Technology is moving in giant leaps and bounds, and with it, the information with which society operates daily. Nevertheless, the volume of data needs to be organized, analyzed and correlated to predict certain patterns. This is one of the main functions of what is known as Big Data.
Researchers in the KIDS research group from the University of Cordoba’s Department of Computer Science and Numerical Analysis were able to improve the models that predict several variables simultaneously based on the same set of input variables, thus reducing the size of data necessary for an accurate forecast. One example of this is a method that predicts several parameters related to soil quality based on a set of variables such as crops planted, tillage and the use of pesticides.
“When you are dealing with a large volume of data, there are two solutions. You either increase computer performance, which is very expensive, or you reduce the quantity of information needed for the process to be done properly,” says researcher Sebastian Ventura, one of the authors of the research article.
When building a predictive model, reliable results depend on two issues: the number of variables that come into play and the number of examples entered into the system. With the idea that less is more, the study has been able to reduce the number of examples by eliminating those that are redundant or “noisy,” and that therefore do not contribute any useful information for the creation of a better predictive model.

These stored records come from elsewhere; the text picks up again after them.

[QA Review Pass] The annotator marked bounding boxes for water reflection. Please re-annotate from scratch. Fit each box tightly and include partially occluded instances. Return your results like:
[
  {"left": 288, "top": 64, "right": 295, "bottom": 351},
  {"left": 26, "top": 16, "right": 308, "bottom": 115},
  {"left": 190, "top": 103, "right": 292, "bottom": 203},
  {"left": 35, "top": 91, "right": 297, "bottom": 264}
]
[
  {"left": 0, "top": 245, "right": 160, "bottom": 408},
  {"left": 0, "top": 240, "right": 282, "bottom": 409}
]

As Oscar Reyes, the lead author of the research, points out “we have developed a technique that can tell you which set of examples you need so that the forecast is not only reliable but could even be better.” In some databases, of the 18 that were analyzed, they were able to reduce the amount of information by 80 percent without affecting the predictive performance, meaning that less than half the original data was used. All of this, says Reyes, “means saving energy and money in the building of a model, as less computing power is required.” In addition, it also means saving time, which is interesting for applications that work in real-time, since “it doesn’t make sense for a model to take half an hour to run if you need a prediction every five minutes.”
Systems that predict several related variables simultaneously, known as multi-output regression models, are gaining more notable importance due to the wide range of applications that could be analyzed under this paradigm of automatic learning, such as those related to healthcare, water quality, cooling systems for buildings and environmental studies.